The boss of a major Victorian tourist attraction at the centre of sex assault allegations — Ballarat’s Sovereign Hill — has denied there is a “misogynistic culture” at the popular goldfields museum.

Jeremy Johnson, CEO of the Sovereign Hill Museums Association, said 50 per cent of the staff at the attraction were female.

“Around 50 per cent of our management staff are female, our management team, our directors, two out of six are female. Five out of 12 of our board directors are female,” Mr Johnson said.

“We are very proud of our compliance with gender equity and diversity as an employer.”

Sovereign Hill has been hit with claims of sexual harassment and misconduct.

Victoria Police has confirmed it is investigating a number of allegations of sexual assault at the gold mining museum attraction Sovereign Hill in 2017.

A spokesperson said the investigation was ongoing and it would be inappropriate for Victoria Police to comment further.

Fairfax Media reported that a number of Sovereign Hill’s female staff members had complained about being manhandled and groped, and that a male staff member had exposed himself to them on numerous occasions.

Union says complaints have been ignored

The Victorian Director of Media, Entertainment and Arts Alliance (MEAA), Mr Adam Portelli, said its members had raised issues with the workplace culture at Sovereign Hill over the past two years.

“Sovereign Hill has fallen well short of its duty of care to provide its workers and especially women, with a safe workplace,” Mr Portelli said.

“Rarely have these matters been resolved to the satisfaction of the members involved.
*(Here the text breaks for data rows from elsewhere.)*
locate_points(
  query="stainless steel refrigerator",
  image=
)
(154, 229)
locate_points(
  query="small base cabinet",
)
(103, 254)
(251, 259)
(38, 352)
“Moreover, there’s been a disturbing pattern of complainants being targeted with disciplinary actions due to fairly minor infractions while at the same time the bigger complaints are left unresolved.”

The MEAA represents performers, support staff and retail workers at Sovereign Hill.

“From our perspective this is a business, an organisation, that our members want to be proud to be working for,” he said.

“But also they want to feel secure coming into work and at the moment we just don’t think that’s the case.”

CEO proud of compliance with gender equity, diversity

Mr Johnson said the male employee at the centre of the allegations had been placed on paid leave prior to police investigations beginning last November.

He remains on paid leave.

Mr Johnson said an initial complaint made in mid-2016 was dealt with internally, but subsequent formal complaints were later referred to an external investigator.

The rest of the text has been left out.